Nach einem Pyrotechnik-Vorfall in Karlsruhe droht drei Mitarbeitern eines Fanprojekts Beugehaft. Ihr Fall ist politisch brisant, denn er berührt die Forderung nach einer Ausweitung des Zeugnisverweigerungsrechts.

Von Christoph Ruf, Karlsruhe

Am Montagmittag konnten die drei Mitarbeiter des Karlsruher Fanprojektes nach ihrem Termin im Amtsgericht kurz durchatmen, allerdings womöglich nur für ein paar Tage: Sie müssen erstmal nicht ins Gefängnis. Doch die Entscheidung ist nach der Zeugenanhörung nur verschoben. Innerhalb einer Woche kann die Staatsanwaltschaft entscheiden, ob sie auch formal Beugehaft beantragt, die bis zu sechs Monaten dauern kann.
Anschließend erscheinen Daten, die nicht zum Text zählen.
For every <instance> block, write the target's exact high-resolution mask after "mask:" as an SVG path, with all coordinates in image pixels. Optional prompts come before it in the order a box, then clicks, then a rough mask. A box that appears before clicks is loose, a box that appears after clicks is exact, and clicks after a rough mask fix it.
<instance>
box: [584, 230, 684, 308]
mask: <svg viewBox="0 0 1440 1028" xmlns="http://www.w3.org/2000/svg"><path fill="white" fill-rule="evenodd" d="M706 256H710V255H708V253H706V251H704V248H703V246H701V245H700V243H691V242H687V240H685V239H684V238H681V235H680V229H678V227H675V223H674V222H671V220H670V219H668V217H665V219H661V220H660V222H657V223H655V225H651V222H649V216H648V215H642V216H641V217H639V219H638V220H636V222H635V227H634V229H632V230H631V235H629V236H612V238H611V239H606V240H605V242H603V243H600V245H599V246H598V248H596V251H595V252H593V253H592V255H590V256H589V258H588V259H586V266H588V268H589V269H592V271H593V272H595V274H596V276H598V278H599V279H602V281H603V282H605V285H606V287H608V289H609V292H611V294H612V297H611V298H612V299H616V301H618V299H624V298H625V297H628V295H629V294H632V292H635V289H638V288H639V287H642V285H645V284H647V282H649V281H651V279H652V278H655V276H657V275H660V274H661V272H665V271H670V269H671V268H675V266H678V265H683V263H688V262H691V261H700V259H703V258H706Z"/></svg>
Genau das wird erwogen, weil die drei Sozialpädagogen sich nach wie vor weigern, Aussagen zu einem Pyrotechnik-Vorfall im vergangenen November zu machen. Es wäre das erste Mal in der Geschichte der Bundesrepublik, dass Sozialarbeiter ins Gefängnis müssen, weil sie in Ausübung ihres Berufes mit staatsanwaltschaftlichen Ermittlungen konfrontiert wurden. Auch das ist ein Grund, warum der Karlsruher Fall längst bundesweit Wellen schlägt. Fan-Sozialarbeiter sind bislang noch nicht mit dem Zeugnisverweigerungsrecht ausgestattet, das beispielsweise Juristen, Journalisten und Pfarrern zusteht, in der Sozialen Arbeit gilt es nur für Beschäftigte in der Drogenhilfe und der Schwangerschaftsberatung. Hätten es auch Fan-Sozialarbeiter, hätte die Justiz sie nicht ins Visier nehmen können.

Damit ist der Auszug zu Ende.